When Susan Anderson announced to her father that she wanted to be a telegraph operator, he urged his daughter to aim higher and study medicine instead. He even offered to pay for her schooling. An odd recommendation, considering that it was the 1890’s and with the exception of nurses, medicine was primarily a profession for men. Upon her father’s urging, Susan enrolled at the University of Michigan and graduated with her doctorate in 1897.
Unfortunately, she was forced to turn down a prestigious internship at the Women’s Hospital of Philadelphia because while interning at a local hospital during her schooling she had contracted a mild case of Tuberculosis. Originally from Indiana, her father had been bit by the gold rush bug and had moved the family to Cripple Creek, Colorado years earlier. So Susan Anderson, now Dr. Anderson, moved to Colorado in the hopes that the dry air would help her condition.
The drier air did help and Dr. Anderson was able to set up a practice, although of primarily female patients, as there was a prevailing distrust of female doctors among men. However, her uncanny ability to stave off infections of wounds soon gained her some male clients and the reputation of a being a good doctor. Apparently she thoroughly cleaned wounds and instructed her patients to keep them clean and dry, which her male counterparts largely failed to do.
But in 1900, over the span of a few short months, her fiancé left her at the altar and her younger brother John died of influenza, causing Susan to flee Cripple Creek and the bad memories that lived there. Unable to establish a practice in the already physician-rich Denver, she accepted the only job that she could find: a nursing position in Greeley. It was there that her TB began to worsen, so when an outbreak of typhoid fever struck she decided that for her health she needed an even drier and colder climate.
Dr. Anderson set her sights on Fraser, CO; a tiny lumber camp nestled in the heart of the Rocky Mountains in Grand County. Sitting above 8,500 feet and in a valley that has an average mean temperature of less than 35 degrees F, she certainly found drier and colder!
Upon first arriving in Fraser, Dr. Anderson kept her profession a secret wanting to focus instead on her own health. She was determined to heal herself or die trying! However, as is want to happen in tiny mountain towns her secret did not stay that way for long. Since her own health was much improved she took on her first patient. A horse. You see, it was hard to come by anyone with medical training, animal or human, in the rural west at this time, so vets, doctors, dentists, etc became one and the same. The horse made such a remarkable recovery that Dr. Anderson’s services were soon called upon across the county.
Despite the fact that the majority of her work was done as house calls she never owned a car or horse for transportation. It was a well-known fact that if the doctor was needed, a friend or family member would be rounded up to fetch her.
She quickly and affectionately became known as Doc Susie to all those that she so diligently cared for treating everything from lumber accidents, gun-shot wounds, pregnancies and the common cold. Within the medical field many regarded her as one of the finest rural physicians in Colorado and one of the best diagnosticians west of the Continental Divide. She would often accompany patients to Denver to see them admitted to Denver General Hospital to ensure they were treated properly. Her skill at wound care saved many of her patients from amputations and she taught about the importance of good nutrition, vitamins and preventative medicine, which put her years ahead of her field.
Despite all of this, Doc Susie spent most of her life destitute. Very few of her patients had money to pay for her services so instead they would pay with whatever they did have; food, firewood, clothing, etc. Local lumberjacks and ranchers even disassembled a small barn and reassembled it on another piece of property to serve as her house when the Denver & Salt Lake Railroad company arrived one day and said that she had to move because she was living on the D&SL right-of-way. Doc Susie looked after the people of Fraser, and they looked after her.
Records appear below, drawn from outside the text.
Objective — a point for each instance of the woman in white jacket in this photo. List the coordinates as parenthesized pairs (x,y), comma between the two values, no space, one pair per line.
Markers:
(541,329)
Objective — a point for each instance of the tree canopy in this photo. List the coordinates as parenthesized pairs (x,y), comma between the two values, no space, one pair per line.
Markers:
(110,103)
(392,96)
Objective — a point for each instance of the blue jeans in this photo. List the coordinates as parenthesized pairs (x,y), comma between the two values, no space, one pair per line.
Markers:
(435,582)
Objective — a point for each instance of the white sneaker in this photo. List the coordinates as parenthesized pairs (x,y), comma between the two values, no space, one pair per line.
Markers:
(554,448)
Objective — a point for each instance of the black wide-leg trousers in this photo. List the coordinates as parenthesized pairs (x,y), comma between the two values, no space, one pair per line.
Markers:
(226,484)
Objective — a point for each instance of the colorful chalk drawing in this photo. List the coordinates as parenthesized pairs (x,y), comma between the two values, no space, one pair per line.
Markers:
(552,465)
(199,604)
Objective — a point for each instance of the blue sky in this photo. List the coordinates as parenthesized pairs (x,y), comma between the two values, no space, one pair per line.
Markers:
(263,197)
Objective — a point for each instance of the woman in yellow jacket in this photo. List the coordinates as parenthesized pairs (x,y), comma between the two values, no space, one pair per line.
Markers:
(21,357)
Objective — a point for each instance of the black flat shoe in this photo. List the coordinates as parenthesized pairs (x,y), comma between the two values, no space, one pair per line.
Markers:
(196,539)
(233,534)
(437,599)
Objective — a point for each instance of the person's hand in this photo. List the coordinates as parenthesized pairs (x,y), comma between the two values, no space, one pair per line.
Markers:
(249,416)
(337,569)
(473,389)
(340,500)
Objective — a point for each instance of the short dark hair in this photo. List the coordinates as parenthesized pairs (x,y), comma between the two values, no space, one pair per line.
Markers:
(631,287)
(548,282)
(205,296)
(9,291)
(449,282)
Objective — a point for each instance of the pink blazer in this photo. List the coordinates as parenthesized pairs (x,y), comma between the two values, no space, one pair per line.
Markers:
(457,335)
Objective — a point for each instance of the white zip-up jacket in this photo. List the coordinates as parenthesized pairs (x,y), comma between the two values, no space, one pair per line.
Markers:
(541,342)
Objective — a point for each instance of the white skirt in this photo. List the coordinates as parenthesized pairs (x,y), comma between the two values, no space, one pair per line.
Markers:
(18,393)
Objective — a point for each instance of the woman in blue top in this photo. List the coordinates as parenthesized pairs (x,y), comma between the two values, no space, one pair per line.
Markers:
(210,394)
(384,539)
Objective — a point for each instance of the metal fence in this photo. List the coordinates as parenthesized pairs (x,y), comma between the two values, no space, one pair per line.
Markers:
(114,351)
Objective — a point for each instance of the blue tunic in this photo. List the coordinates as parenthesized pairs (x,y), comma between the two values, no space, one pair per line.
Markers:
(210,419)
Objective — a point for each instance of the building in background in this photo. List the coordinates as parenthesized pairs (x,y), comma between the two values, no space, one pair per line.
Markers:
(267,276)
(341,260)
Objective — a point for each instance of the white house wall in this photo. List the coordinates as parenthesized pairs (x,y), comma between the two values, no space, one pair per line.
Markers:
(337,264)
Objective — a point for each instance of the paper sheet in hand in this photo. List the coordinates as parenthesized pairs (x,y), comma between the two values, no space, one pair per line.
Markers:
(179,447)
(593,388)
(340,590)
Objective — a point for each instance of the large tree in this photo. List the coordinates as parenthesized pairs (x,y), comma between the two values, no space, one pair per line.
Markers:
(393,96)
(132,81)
Her most daunting task came in the 1920’s during the construction of the Moffat Tunnel. The Moffat Tunnel, once completed, would provide Denver with a western link through the Continental Divide. As the western portal was in Fraser, many of the inhabitants of Fraser played an integral part in the construction.
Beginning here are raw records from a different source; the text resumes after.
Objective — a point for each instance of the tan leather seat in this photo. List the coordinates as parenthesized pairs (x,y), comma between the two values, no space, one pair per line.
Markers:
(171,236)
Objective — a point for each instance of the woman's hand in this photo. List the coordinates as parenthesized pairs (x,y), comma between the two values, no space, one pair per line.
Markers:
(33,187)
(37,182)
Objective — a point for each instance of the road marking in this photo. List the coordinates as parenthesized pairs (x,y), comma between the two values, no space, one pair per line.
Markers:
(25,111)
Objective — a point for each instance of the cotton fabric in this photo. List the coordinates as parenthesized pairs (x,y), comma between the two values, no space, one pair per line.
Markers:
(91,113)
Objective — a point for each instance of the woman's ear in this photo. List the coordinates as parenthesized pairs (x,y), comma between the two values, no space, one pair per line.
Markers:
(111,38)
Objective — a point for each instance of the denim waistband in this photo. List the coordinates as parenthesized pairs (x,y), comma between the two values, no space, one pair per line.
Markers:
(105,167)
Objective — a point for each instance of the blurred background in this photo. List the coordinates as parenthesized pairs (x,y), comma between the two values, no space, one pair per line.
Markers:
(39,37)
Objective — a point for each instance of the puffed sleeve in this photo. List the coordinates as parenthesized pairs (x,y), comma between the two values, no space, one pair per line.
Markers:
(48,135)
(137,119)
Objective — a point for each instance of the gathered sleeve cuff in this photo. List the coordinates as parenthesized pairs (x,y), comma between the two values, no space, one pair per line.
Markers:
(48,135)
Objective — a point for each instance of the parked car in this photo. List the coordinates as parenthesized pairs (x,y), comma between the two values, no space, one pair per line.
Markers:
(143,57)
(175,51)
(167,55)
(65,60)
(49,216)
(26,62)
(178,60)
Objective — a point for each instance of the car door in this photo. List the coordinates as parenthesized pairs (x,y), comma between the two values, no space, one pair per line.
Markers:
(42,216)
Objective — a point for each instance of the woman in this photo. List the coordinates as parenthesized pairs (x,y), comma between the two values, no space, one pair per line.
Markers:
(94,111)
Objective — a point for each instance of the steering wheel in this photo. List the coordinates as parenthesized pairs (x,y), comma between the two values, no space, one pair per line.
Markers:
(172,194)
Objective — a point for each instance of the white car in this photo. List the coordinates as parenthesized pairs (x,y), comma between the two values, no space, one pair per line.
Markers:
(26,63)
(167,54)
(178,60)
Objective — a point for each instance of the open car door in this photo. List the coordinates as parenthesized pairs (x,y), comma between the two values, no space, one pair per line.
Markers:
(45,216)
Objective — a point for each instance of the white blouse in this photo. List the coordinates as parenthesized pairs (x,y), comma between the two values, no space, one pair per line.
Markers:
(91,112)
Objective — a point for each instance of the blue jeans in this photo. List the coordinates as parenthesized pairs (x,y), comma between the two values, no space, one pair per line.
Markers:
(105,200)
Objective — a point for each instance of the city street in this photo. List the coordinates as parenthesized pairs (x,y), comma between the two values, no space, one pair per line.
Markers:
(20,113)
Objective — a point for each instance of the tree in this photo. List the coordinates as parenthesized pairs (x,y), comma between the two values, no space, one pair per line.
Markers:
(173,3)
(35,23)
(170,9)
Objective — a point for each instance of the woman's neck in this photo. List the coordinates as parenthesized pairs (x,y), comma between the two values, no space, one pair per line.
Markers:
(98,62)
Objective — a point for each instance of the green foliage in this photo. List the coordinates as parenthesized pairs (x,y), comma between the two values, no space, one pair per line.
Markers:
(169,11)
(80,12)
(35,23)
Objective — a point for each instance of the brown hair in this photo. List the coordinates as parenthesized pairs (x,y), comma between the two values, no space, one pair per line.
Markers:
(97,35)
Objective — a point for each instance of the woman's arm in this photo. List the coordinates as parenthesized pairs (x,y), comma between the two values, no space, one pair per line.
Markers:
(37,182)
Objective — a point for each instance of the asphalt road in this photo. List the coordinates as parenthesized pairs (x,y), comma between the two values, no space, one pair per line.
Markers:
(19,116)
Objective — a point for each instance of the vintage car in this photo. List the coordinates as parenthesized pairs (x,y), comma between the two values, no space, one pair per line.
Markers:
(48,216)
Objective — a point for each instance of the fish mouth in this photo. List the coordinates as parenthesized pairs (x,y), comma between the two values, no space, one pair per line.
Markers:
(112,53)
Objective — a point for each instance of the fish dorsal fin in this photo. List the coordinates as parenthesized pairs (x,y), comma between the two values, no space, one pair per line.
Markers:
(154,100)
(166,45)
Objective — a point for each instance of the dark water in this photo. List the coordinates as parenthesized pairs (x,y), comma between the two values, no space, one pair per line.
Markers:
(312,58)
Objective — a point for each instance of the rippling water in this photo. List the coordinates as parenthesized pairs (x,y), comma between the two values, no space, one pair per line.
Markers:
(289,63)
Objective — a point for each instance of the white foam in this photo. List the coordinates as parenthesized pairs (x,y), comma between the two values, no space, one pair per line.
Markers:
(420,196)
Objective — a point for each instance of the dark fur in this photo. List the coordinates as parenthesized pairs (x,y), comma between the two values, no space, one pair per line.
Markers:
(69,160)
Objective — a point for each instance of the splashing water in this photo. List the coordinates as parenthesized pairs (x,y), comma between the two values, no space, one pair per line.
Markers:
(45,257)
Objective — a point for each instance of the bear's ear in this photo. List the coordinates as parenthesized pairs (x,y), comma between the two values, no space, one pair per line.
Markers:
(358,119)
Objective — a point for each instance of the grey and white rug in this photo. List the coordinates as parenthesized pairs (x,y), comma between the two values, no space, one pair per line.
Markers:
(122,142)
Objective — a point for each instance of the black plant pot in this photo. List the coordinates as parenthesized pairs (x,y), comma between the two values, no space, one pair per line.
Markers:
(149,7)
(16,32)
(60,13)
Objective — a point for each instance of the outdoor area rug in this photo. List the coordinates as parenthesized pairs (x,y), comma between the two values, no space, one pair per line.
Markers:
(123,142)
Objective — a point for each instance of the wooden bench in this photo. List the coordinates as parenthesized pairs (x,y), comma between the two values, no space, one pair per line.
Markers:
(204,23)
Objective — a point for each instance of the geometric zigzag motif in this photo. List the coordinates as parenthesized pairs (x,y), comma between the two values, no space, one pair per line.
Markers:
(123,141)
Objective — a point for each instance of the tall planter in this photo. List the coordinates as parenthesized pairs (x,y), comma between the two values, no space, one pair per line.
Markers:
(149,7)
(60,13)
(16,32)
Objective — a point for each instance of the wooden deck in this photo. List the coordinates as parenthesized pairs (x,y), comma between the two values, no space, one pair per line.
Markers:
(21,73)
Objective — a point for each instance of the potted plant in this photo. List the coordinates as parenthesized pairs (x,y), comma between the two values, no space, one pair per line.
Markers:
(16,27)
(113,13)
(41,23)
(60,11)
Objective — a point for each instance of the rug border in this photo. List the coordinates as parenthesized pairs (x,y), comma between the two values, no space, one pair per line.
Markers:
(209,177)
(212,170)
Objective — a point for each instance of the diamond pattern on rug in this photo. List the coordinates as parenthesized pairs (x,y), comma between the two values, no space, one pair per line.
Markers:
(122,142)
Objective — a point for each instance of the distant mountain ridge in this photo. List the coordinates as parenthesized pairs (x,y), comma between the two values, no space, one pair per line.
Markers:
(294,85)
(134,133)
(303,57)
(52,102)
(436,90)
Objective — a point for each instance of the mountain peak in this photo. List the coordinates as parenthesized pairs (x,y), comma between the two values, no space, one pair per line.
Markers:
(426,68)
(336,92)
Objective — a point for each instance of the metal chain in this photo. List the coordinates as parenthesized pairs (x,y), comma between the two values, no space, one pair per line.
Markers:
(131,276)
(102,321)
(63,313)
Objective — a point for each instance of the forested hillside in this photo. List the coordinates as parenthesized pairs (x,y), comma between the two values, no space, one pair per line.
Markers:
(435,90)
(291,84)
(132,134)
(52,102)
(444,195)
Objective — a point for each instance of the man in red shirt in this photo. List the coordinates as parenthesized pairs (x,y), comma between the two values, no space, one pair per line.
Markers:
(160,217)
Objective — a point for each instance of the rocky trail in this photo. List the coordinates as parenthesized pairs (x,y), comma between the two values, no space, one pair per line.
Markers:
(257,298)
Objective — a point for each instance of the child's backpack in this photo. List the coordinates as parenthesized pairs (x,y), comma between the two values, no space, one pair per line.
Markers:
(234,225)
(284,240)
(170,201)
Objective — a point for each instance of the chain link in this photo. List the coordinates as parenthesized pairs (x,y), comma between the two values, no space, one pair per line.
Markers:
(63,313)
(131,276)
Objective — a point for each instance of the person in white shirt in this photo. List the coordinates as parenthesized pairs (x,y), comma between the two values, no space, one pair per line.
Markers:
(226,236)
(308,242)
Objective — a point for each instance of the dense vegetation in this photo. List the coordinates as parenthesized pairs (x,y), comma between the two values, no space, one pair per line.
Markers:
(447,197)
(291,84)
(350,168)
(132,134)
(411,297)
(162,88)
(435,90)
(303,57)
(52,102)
Unfortunately, the construction was dangerous and largely carried out in unsafe conditions leading to accidents that injured hundreds and killed over twenty-five men. Doc Susie was hired on as the Grand County Coroner, and in this position put in charge of over seeing the safety of the tunnel workers. She fought with the Tunnel Commission for improved working conditions as best she could and when her words failed to prevent accidents she went into the tunnel herself to treat the men or help remove the bodies.
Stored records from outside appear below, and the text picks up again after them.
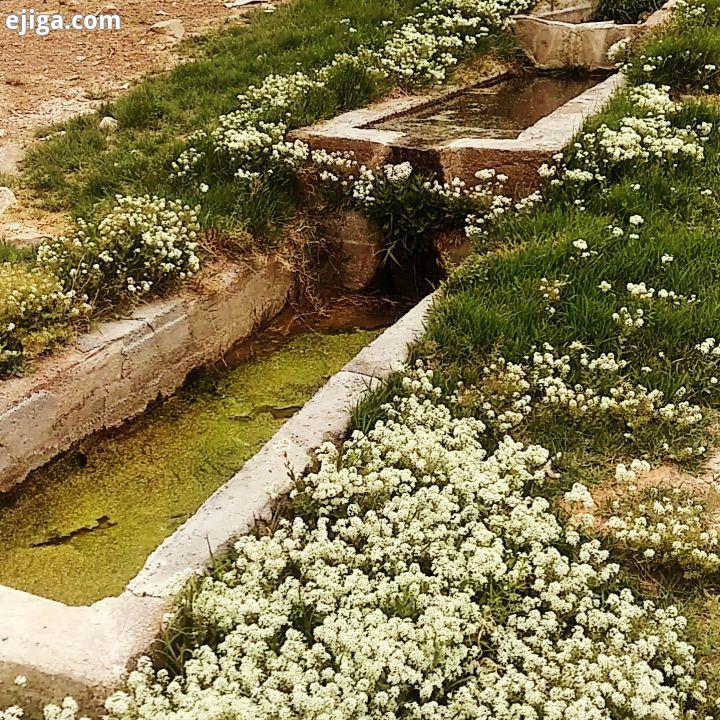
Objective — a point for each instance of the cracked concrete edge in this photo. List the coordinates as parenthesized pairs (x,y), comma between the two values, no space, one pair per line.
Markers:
(112,373)
(86,651)
(285,456)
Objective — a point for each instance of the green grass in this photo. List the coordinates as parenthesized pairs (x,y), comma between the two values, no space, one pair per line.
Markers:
(625,11)
(74,171)
(685,54)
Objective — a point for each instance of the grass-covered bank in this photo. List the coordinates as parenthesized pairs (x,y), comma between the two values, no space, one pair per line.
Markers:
(533,577)
(83,165)
(234,177)
(518,526)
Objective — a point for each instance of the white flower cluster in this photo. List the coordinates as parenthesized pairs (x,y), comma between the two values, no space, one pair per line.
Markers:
(140,245)
(649,135)
(668,526)
(509,393)
(251,140)
(33,304)
(424,582)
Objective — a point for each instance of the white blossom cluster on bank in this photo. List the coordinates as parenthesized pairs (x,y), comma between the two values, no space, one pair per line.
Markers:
(424,581)
(251,140)
(140,247)
(650,134)
(34,308)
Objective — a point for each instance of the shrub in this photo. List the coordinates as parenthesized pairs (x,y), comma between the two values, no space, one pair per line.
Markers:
(140,247)
(36,311)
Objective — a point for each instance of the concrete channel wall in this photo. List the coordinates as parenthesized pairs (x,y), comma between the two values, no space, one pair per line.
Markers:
(111,374)
(561,38)
(85,651)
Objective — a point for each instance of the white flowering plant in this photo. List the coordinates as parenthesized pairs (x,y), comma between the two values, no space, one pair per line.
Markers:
(249,146)
(666,528)
(140,247)
(36,312)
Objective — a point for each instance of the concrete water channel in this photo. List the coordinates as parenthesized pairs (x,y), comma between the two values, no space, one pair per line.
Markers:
(80,528)
(92,541)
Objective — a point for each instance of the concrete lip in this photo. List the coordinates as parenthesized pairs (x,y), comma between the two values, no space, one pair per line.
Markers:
(560,36)
(112,373)
(517,158)
(86,651)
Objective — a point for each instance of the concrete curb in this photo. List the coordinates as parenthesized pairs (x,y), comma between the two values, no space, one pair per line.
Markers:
(111,374)
(518,158)
(555,39)
(85,651)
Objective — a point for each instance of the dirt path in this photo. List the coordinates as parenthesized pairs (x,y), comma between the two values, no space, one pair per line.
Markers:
(49,79)
(45,80)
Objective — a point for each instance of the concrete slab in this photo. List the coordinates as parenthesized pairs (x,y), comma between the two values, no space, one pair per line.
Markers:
(85,651)
(111,374)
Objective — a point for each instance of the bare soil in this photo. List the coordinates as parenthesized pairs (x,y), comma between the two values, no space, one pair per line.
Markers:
(44,80)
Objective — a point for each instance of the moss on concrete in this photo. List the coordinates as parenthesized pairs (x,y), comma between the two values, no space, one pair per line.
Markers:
(79,529)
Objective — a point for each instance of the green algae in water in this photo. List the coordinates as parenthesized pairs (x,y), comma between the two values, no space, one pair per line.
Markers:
(79,529)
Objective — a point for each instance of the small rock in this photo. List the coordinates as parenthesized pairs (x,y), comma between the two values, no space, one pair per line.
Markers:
(10,156)
(21,235)
(108,124)
(7,199)
(170,28)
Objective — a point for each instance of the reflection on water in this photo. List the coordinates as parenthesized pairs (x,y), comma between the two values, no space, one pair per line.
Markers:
(502,110)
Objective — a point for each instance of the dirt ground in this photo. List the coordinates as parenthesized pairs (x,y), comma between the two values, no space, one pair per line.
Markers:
(44,80)
(48,79)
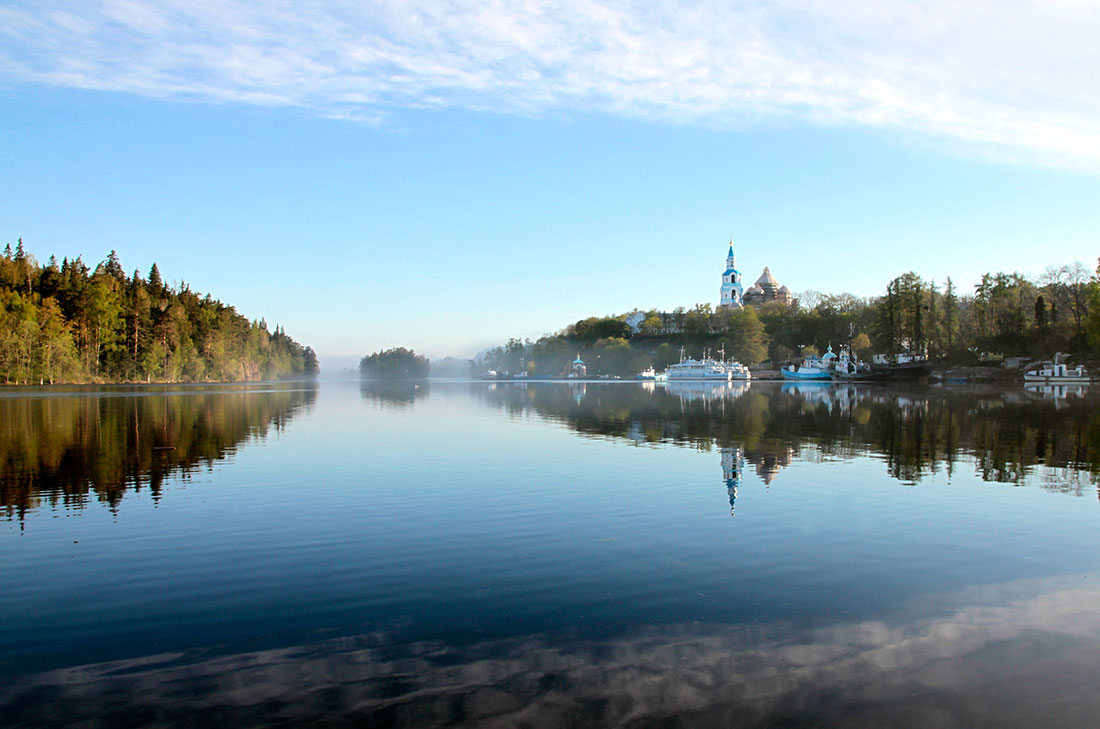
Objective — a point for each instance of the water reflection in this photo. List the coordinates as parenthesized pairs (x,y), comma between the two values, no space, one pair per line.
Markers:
(395,393)
(1022,654)
(67,448)
(1002,433)
(732,465)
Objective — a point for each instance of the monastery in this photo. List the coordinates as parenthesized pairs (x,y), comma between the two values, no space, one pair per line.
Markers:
(730,296)
(733,296)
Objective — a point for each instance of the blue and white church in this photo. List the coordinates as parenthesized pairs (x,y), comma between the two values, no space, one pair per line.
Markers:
(732,290)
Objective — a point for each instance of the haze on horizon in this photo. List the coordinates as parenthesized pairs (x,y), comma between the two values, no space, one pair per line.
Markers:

When the tunnel was finally completed and the inaugural train came through the western portal with all of the dignitaries aboard, but none of the workers; Doc Susie was there to greet W.R. Freeman and the Denver Post with a big sign that read, “We Built This Tunnel . . . The Post Didn’t.”
Doc Susie continued to practice medicine in Fraser, where she got to add to her repertoire treating skiing injuries from the Winter Park Ski Area, until she retired in 1956. By 1958 her health had deteriorated and she was admitted to Denver General Hospital where she spent the remainder of her life. She passed away on April 16, 1960 at the age of 90 and was buried in Cripple Creek next to her brother John.